Shopping for an antivirus program? While every single title aim to do the same thing (secure your PC from malicious programs), they do vary in how they go about achieving that. As such, comparing antivirus products isn’t a cut and dry affair — there are, in fact, more than a handful of items to evaluate and consider.
Defining the Parameters
When we say antivirus software, we don’t just mean titles that take aim at specific subsets of malicious programs. Instead, we’ll want to get one that covers the gamut of threats, including viruses, trojans, spyware, adware, keyloggers, rootkits and more. There’s no point investing in just a spyware cleaner when you will still need something to protect your computer from viruses and the rest of those mopes.
Make Your List
First, make a list of the software titles you want to consider buying. Amazon is a great first stop for this, so will large sites that cover commercial titles across many categories, like PC Magazine, Cnet and such. Create a list of the titles that get a lot of mention or that place high in most rankings. Chances are, those will be what you’ll gravitate to anyway.
Having a list will quickly narrow down your research. This is important because the breadth of options available can really eat up a considerable amount of time. With a list on hand, you immediately set parameters from which to make your evaluations.
Contrary to what you’ve been told, it’s not a necessity for everyone to have an antivirus product. In fact, I know many folks, all of them power users, who use antivirus products sparingly — they only download and install free titles when a need comes up then delete it once the problem is taken care of. Then, they go unprotected the rest of the time, preferring not to have the extra software running in the background (as would be the case with many antivirus titles).
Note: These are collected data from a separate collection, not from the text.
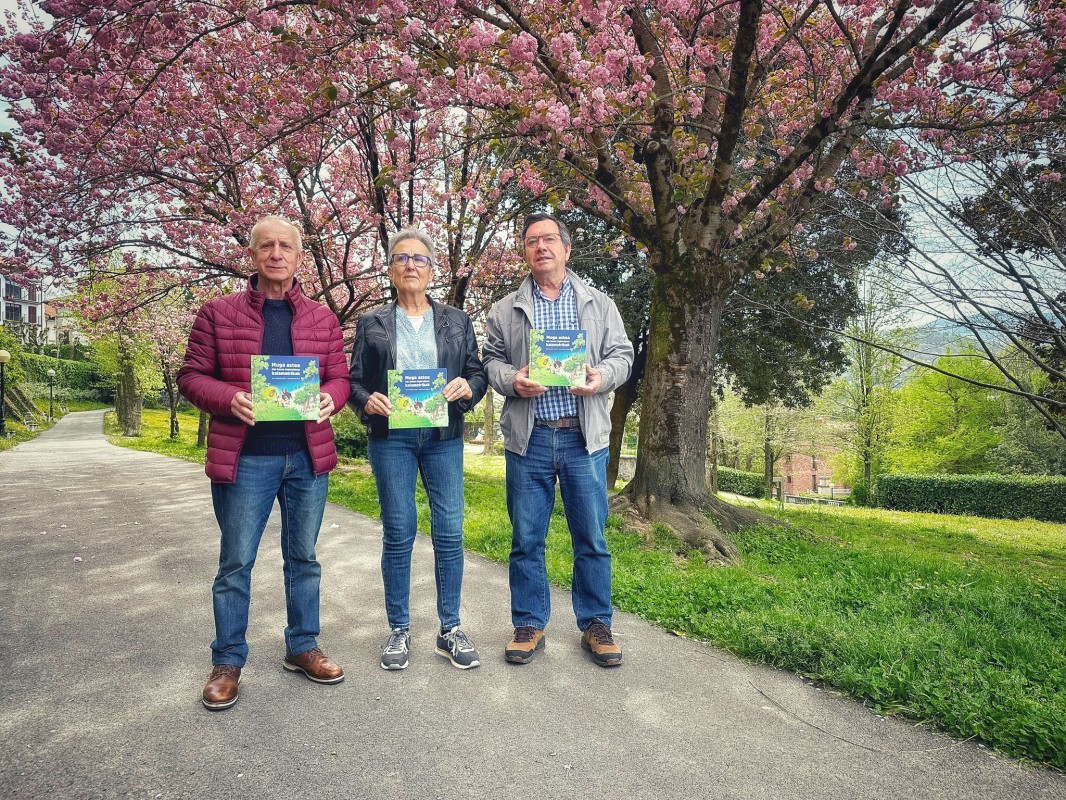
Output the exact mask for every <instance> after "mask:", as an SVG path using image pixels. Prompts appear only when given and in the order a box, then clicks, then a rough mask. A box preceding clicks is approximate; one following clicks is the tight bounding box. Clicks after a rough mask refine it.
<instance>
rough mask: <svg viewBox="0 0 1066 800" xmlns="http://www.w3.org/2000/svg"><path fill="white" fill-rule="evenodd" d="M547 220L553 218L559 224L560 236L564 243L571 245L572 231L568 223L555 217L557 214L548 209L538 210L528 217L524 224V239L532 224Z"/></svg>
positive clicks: (522, 236) (532, 225)
mask: <svg viewBox="0 0 1066 800" xmlns="http://www.w3.org/2000/svg"><path fill="white" fill-rule="evenodd" d="M547 220H551V221H552V222H554V223H555V224H556V225H559V238H560V239H562V240H563V244H565V245H566V246H570V231H569V229H568V228H567V227H566V223H565V222H563V221H562V220H561V219H559V218H558V217H555V214H550V213H548V212H547V211H537V212H536V213H533V214H530V215H529V217H527V218H526V223H524V224H523V225H522V239H524V238H526V234H527V233H529V229H530V227H531V226H533V225H535V224H536V223H538V222H546V221H547Z"/></svg>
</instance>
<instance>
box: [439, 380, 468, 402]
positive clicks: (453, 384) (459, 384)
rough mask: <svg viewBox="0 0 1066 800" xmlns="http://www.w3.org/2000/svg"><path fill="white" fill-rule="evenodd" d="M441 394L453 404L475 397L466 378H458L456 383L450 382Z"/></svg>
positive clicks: (452, 381)
mask: <svg viewBox="0 0 1066 800" xmlns="http://www.w3.org/2000/svg"><path fill="white" fill-rule="evenodd" d="M441 394H442V395H443V396H445V400H447V401H448V402H453V401H455V400H469V399H470V398H471V397H473V391H472V390H471V389H470V384H469V383H467V380H466V379H465V378H456V379H455V380H454V381H449V383H448V385H447V386H445V388H443V391H442V393H441Z"/></svg>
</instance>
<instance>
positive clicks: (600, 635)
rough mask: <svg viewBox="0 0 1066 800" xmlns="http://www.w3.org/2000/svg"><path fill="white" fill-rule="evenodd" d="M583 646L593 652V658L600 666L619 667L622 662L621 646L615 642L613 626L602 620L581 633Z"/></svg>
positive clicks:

If you’re not quite the power user who knows how to protect your system without an antivirus package, then make a list of what you need an antivirus package for. Is it because your PC is used by more than one person in the house, not all of them quite up to your computer-savvy? Do you download executables and other potentially unsafe files from the internet? Do you connect to a public network where there are many users, not all of whose machines may be guaranteed clean? Make a clear list of why exactly you need an antivirus program — knowing your reasons should help clear up many things about your eventual pick.
The computer underground is continually evolving, with new forms of malware popping out all the time. As such, it’s critical to choose a software that’s also continually updated with information on malicious programs so it can detect, clean up and protect your computer from new threats that show up.
When shopping for an antivirus package then, check on how frequently the threats database is updated. Many offer daily updates provided you’re connected to the internet. Anything less, you’d probably want to think twice about picking up that title. Some commercial titles can also detect suspicious programs that are not yet logged in their database using behavioral patterns found in other suspect programs, so that could prove a valuable feature (on other hand, it can also lead to plenty of false positives).
Standalone Software and Security Suites
Most modern antivirus software blur the line between a standalone antivirus system and a full security suite. In fact, most of the popular products out right now integrate fully-functional security features including firewalls and traffic monitoring on top of its main virus-slaying function.
BitDefender, for instance, includes remote management and anti-phishing; Kaspersky can scan your system for security vulnerabilities; Outpost includes a feature to block user-marked private data; and so on. Basically, even titles often marketed as just an “antivirus” will integrate one or more features that extend its function.
Active or Passive Operation
Do you prefer knowing every little security event that the antivirus encounters in your machine? Or do you prefer it to just happen in the background and spare you from the alerts? Different antivirus software offer different degrees of customizations for these things. Personally, I like to work as if the antivirus isn’t running at all (it’s very distracting to have pop-ups and dialogs alerting you every couple of minutes), although I do want it to keep a log I can review at the end of the day, so that’s a critical feature I’d look for if I was shopping for one.
There are probably as many free antivirus products out there as commercial titles, so there’s no reason to go unprotected if you don’t want to. For those looking at getting a free antivirus product, I’m a big fan of Panda Cloud and Malwarebytes Anti-Malware, both of which have seriously high detection rates. The big downside to free offerings is they rarely offer the full package. Malwarebytes, for instance, is strictly about searching and cleaning up your computer — no real-time protection for threats that get into your system. Panda Cloud, on the other hand, requires a live internet connection during the procedure, so it’s not an ideal tool if you spend a lot of time working offline. PCTools Threatfire, meanwhile, guards against unknown threats in real-time using behavior-based signatures, but lacks the ability to detect dormant threats hiding within the system.
Because of the wealth of options in good free antivirus software, the prices of commercial antivirus titles isn’t as exorbitant as they could have been (people will be willing to pay premium for securing their data, after all). This is a good thing, too, since that makes a proper antivirus with full customer support easily available to users. So long as you perform due diligence when shopping for a quality title that satisfies your needs, there should be programs available to whatever budget you’re working with.